After that, there’s a significant drop, although blue eyes are still the majority in Ireland and Scotland, at 57 percent and 50 percent, respectively. England is next on the list with 48 percent, while 45 percent of people in Wales have baby blues. Belgium and France clock in at seventh and eighth on the list, with 28.9 percent of people in the former having blue eyes and 20.2 percent having blue eyes in the latter. Finally, at places nine and ten are the United States and Spain, both with just over 16 percent of the population possessing cerulean eyes.
Everyone with blue eyes has a common ancestor
Plenty of people have blue eyes today, and there have been people with blue eyes for thousands of years. But believe it or not, that wasn’t always the case. Thanks to the scientists at Copenhagen University, we now know that somewhere between 6,000 and 10,000 years ago, everyone had brown eyes, according to Science Daily. But at some point during that time, a mutation occurred on the OCA2 gene, which controls how much melanin we produce. Specifically, this mutation essentially acted like a “switch” and “turned off” people’s ability to produce brown eyes. Thus blue eyes were born!
Not only did the team at the university identify the mutation that created blue eyes, but they also discovered that everyone with blue eyes has something in common. “From this we can conclude that all blue-eyed individuals are linked to the same ancestor,” said Professor Hans Eiberg. “They have all inherited the same switch at exactly the same spot in their DNA.” That’s unlike brown-eyed folks, who have significant differences in their DNA related to melanin production.

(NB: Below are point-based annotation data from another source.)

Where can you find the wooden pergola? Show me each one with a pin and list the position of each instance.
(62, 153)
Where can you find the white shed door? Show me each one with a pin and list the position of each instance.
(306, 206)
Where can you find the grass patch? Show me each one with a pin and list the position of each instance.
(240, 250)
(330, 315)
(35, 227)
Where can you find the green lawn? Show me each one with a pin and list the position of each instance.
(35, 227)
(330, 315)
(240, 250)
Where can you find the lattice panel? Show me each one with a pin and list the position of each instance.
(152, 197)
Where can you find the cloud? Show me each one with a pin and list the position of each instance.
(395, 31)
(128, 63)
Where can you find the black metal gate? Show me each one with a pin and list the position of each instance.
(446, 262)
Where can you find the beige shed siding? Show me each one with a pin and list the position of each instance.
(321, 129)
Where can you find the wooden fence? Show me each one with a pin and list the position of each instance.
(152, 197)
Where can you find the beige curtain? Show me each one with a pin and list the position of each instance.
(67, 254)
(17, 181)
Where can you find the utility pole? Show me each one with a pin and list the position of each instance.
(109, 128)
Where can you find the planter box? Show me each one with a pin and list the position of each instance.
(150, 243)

This is why it looks like blue eyes change color
If you are the lucky owner of a set of cobalt peepers, chances are you’ve noticed that your eyes appear to change color, sometimes looking bluer or grayer – or even lighter or darker. That was certainly the case with the famous movie actress Elizabeth Taylor, whose bright blue eyes could look violet when the light hit them just right.
There’s a reason blue eyes appear to change color, which is related to why they look blue in the first place. You guessed it: It all depends on how much light is both coming into and reflecting out of the eye, according to the American Academy of Ophthalmology. Additionally, the color of the eye can look different depending on the color of clothing that a person wears, as well as the color and style of makeup that’s applied around the eye.
To be fair, people with green and hazel eyes are also prone to seemingly color-changing irises as well, so this isn’t unique to blue-eyed folks. But it’s notable nonetheless.
Why do some babies’ blue eyes turn brown?
If you’re a parent, or are close to someone who’s had a baby, you might have had the experience of watching the eyes of an infant change color from bright blue to green or brown. That’s why you can’t know what someone’s eye color will be when they grow up until about the six-month mark, according to an article published by McGill University.